ATLANTA — The campaign to win voter support for capping the state income tax has begun with the endorsement of 17 economists last week.
Voters will decide on their general election ballot whether to prohibit the legislature from ever raising the tax rate beyond the current 6 percent. Grassroots support for the limit has been slowly building since the General Assembly passed the amendment with a two-thirds majority of the House and Senate.
So far, no one can point to any organized opposition, although an Atlanta think tank oriented toward increased social-services spending has warned against passage.
The economists backing the measure are current or retired college professors and mostly members of the Southern Economic Association. Two past presidents are included, Paul Rubin of Emory University and Dwight Lee, who is retired from the University of Georgia.
Other academic economists are also sympathetic but did not step forward. After all, a limit on taxes could ultimately crimp college funding.

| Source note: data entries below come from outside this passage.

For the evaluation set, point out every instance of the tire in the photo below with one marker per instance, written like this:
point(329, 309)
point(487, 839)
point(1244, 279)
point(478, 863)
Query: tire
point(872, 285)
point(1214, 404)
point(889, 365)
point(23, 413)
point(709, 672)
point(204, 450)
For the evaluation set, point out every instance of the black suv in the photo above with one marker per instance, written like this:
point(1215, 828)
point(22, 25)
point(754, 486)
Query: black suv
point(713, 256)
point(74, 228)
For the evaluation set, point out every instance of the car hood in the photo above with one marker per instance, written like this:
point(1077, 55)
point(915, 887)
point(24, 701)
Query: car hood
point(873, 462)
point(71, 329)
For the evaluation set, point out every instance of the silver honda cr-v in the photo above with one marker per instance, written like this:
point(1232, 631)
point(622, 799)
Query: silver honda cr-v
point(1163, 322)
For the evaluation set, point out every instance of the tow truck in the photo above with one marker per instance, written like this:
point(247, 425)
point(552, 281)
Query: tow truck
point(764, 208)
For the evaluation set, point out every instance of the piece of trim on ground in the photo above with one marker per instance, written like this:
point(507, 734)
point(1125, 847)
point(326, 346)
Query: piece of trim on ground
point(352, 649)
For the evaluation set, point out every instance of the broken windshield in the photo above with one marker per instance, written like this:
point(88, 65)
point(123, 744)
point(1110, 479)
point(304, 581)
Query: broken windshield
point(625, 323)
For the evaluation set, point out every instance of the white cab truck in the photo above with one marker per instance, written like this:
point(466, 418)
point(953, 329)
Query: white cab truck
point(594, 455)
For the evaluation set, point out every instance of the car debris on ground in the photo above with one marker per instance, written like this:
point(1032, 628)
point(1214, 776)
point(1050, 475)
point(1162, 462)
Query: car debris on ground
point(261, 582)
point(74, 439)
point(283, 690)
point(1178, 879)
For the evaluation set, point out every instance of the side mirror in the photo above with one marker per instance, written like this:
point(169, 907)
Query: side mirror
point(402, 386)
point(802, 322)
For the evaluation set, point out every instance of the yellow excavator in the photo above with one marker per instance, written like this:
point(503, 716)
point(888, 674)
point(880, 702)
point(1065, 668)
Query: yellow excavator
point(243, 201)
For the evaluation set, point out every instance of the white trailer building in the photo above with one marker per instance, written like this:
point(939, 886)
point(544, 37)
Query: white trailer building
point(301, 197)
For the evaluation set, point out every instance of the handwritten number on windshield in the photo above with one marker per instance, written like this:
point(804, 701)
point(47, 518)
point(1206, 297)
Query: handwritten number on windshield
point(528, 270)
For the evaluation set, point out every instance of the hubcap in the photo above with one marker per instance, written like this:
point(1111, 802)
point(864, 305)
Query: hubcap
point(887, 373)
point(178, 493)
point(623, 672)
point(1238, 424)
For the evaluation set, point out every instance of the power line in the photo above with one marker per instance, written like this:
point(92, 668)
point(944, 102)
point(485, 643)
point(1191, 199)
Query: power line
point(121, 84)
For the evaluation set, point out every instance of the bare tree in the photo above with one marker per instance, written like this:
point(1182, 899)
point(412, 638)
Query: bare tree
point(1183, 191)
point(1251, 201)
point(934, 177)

Generally, economists see that lowering expenses for businesses and individuals as freeing up money for investment and job creation. They also agree with the amendment’s sponsor, Senate President Pro Tempore David Shafer, R-Duluth, who prefers eventually shifting more of the tax burden to sales taxes.
He notes that even though the rate has remained the same for decades, the overall state budget has grown faster than the inflation rate and population, meaning the amendment won’t crimp government services. Other taxes and fees can still be hiked.
“If you’re attracting new business and see existing businesses expand, that in itself will give you new revenue,” Shafer said.
So why ask voters to limit the rate if he hasn’t changed in years?
To provide certainty to businesses. All neighboring states have lower tax rates, but none of them have a constitutional maximum.
“There is nothing to say that those cannot be raised tomorrow,” he notes.
Asked if maybe the amendment might boost the turnout of conservative voters, the senator said his goal was one thing: “My motive was to cap the income tax rate.”
Certainty has a powerful effect on business, according to Jeffrey Dorfman, a professor of agricultural and applied economics at the University of Georgia.
“I have done some research showing that government credibility is a key in attracting jobs. Businesses want to know that government will keep its promises. This is a way to establish some credibility,” he said.
Dorfman isn’t a Pollyanna.
“It won’t mean a business boom, but it might help steer some businesses and jobs our way from neighboring states,” he said.
Wesley Thorpe is a policy analyst in the think tank, the Georgia Budget and Policy Institute, warning against the wisdom of Shafer’s proposal.
“Our view is that it’s just risky to put these types of things in the state constitution,” he said.
Recessions, emergencies and new federal mandates are reasons the legislature might want the option to increase the income tax rate, he said. Plus, there’s the possibility there could be public agreement that problems such as troubled schools or traffic congestion warrant additional taxes. Seeing more than a dozen economists back the amendment doesn’t impress Thorpe.
“It’s certainly possible to find some that think cutting income taxes would boost the economy, but you can find just as many nationally who say that it has no effect,” he said.
If this flies, Shafer wants to ratchet down the income tax rates while keeping spending to a bare minimum.